Glencore contredit les craintes d’un retournement de cycle

Le premier courtier en matières premières lance un nouveau plan de rachat d’actions d’un milliard de dollars. Il ne croit pas à une baisse de la demande
Olivier Pinaud

Ivan Glasenberg, le directeur général de Glencore, a répondu hier, à sa façon, aux questions soulevées par l’annonce mardi du projet de scission géante de son concurrent BHP Billiton. «Le ‘super cycle’ [du secteur minier] n’est pas terminé, la Chine continue d’acheter, la demande pour les matières premières n’a pas ralenti, c’est toujours aussi élevé que ça l’était», a lancé le dirigeant emblématique du producteur et premier courtier mondial en matières premières. Selon lui, le groupe continue de croître et il n’exclut pas de réaliser des acquisitions dans des domaines où il n’y a pas de problèmes de surcapacités.

Pour enfoncer le clou, Glencore a annoncé hier l’ouverture d’un programme de rachat d’actions pour un montant d’un milliard de dollars.

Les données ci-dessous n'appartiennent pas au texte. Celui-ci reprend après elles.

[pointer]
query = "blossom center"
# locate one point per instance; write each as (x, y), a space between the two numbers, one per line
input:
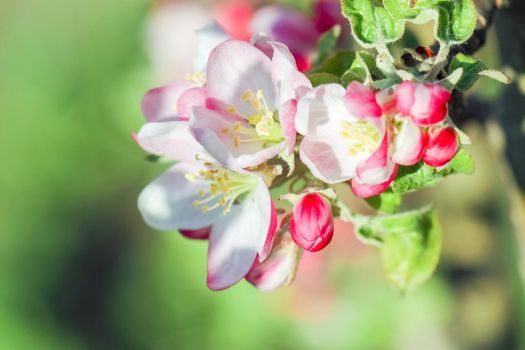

La veille, BHP Billiton avait déçu en ne prévoyant pas de retour aux actionnaires dans le cadre de son projet de scission. Ce programme de rachat d’actions, qui devrait être achevé d’ici à la fin du mois de mars prochain, vise à redistribuer une partie du produit de la cession à un consortium chinois de la mine de cuivre de Las Bambas au Pérou. L’opération lui a rapporté 6,5 milliards de dollars après impôt. Glencore a également racheté 639 millions de dollars d’obligations convertibles au premier semestre 2014. Le courtier a dégagé au premier semestre un Ebitda de 6,5 milliards de dollars, supérieur de 200 millions au consensus des analystes.

Après un passage à vide, «les groupes miniers devraient commencer à générer du cash et à le rendre à leurs actionnaires. Nous pensons comme les actionnaires car nous le sommes nous-mêmes», a appuyé Ivan Glasenberg. Glencore est détenu à 25% par ses salariés. Rio Tinto a également promis récemment de redevenir une «machine à cash» en se focalisant sur ses coûts plus que sur l’augmentation de ses volumes.

Un discours qui répond aux attentes de nombreux fonds actionnaires, déçus ces derniers trimestres par la taille des dividendes et par l’ampleur des dépréciations d’actifs passées par les groupes miniers après une décennie d’acquisitions à outrance. Il serait stupide pour les directeurs généraux de ces groupes de reprendre «leurs nuisibles stratégies du dernier cycle», indiquait hier à Bloomberg Evy Hambro, le gérant du fonds World Mining de BlackRock. Le message est semble-t-il passé.